In 1976, Kentucky passed legislation that abolished commercial bail bondsmen operating in the commonwealth. For many, this was seen as a positive move forward. Based on what’s being said now about eliminating money bail, one would think Kentucky is now – over 40 years after passing the legislation – a utopia the likes of which other states can only dream.
Why, then, is Kentucky STILL discussing bail reform? Surely if the bail bonds industry was the problem, 40 years of Kentucky policy would have corrected whatever latent defects remained in the system, right? Well…maybe not.
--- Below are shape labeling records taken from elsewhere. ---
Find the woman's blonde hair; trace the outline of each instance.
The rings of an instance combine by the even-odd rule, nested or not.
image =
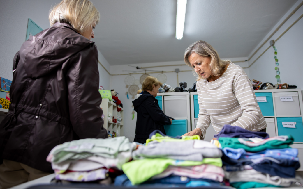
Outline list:
[[[192,69],[194,75],[198,77],[197,80],[200,80],[202,79],[199,74],[197,74],[195,69],[190,65],[188,58],[193,53],[195,53],[200,56],[208,56],[211,58],[209,68],[213,75],[218,76],[221,74],[225,68],[225,66],[231,62],[230,60],[222,60],[220,59],[219,54],[211,45],[204,41],[196,41],[189,45],[185,51],[184,53],[184,62]]]
[[[148,76],[145,78],[142,83],[142,90],[143,91],[149,90],[152,91],[153,90],[153,85],[158,86],[162,85],[159,80],[156,78],[152,76]]]
[[[62,0],[51,9],[48,16],[51,26],[58,22],[67,23],[81,34],[97,24],[100,18],[100,13],[88,0]]]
According to the Bureau of Justice Statistics:
Kentucky now has the ninth-highest incarceration rate in the United States, up two spots from the last ranking. The female incarceration rate is more than two times the national average and now stands at the second-highest in America, compared with fifth in the previous ranking. Kentucky also ranks second-highest among states and nearly double the national rate of children who have experienced parental incarceration. In July, 73 percent of Kentucky jails were at or over capacity and close to 10 jails were at or over 200 percent capacity.
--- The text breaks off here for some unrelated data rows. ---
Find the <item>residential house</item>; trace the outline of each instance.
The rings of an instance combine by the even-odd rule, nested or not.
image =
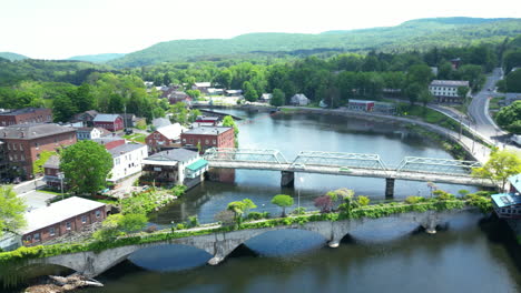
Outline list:
[[[141,161],[148,156],[148,148],[140,143],[125,143],[108,149],[114,166],[107,181],[117,183],[122,179],[141,172]]]
[[[145,138],[148,150],[153,153],[165,150],[180,148],[180,134],[184,128],[179,123],[174,123],[158,128]]]
[[[0,127],[50,122],[52,122],[52,111],[46,108],[23,108],[0,112]]]
[[[297,93],[292,97],[291,103],[293,105],[307,105],[309,103],[309,99],[307,99],[303,93]]]
[[[492,194],[492,205],[501,219],[521,219],[521,174],[508,179],[508,193]]]
[[[85,111],[82,113],[76,114],[73,117],[72,121],[82,122],[83,127],[92,127],[94,125],[94,120],[95,120],[97,114],[98,114],[98,111],[96,111],[96,110]]]
[[[17,124],[0,129],[8,156],[9,178],[32,178],[32,163],[43,151],[75,144],[76,130],[58,124]]]
[[[20,231],[22,244],[32,246],[102,222],[107,213],[104,203],[72,196],[27,212],[24,218],[27,225]]]
[[[124,120],[118,114],[97,114],[92,122],[96,128],[104,128],[108,131],[124,129]]]
[[[374,101],[350,99],[347,109],[353,111],[371,112],[374,108]]]
[[[465,80],[433,80],[429,85],[429,91],[440,103],[463,103],[464,99],[458,95],[458,88],[469,88]],[[470,97],[470,91],[466,94]]]
[[[175,149],[158,152],[142,161],[141,184],[191,186],[200,182],[208,162],[195,151]]]
[[[235,134],[233,128],[200,127],[181,133],[184,148],[199,150],[204,153],[210,148],[235,148]]]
Big Spending on Corrections
Kentucky is set to spend nearly $700 million in “corrections” in 2019, and it is expected that jails in the state will run out of room soon. Meanwhile, other states are reducing incarceration rates. It seems that, in Kentucky at least, there’s a direct, positive correlation between high incarceration rates and the absence of bail bondsmen.
Pretrial Release Mechanisms
Despite the absence of bail bondsmen, bail still exists in Kentucky – defendants pay the amount to the courts instead of to private parties. Yet between 2012 and 2016, the use of monetary bail in district court for low-risk defendants grew from 22 percent to 31 percent. Do the courts just want the money?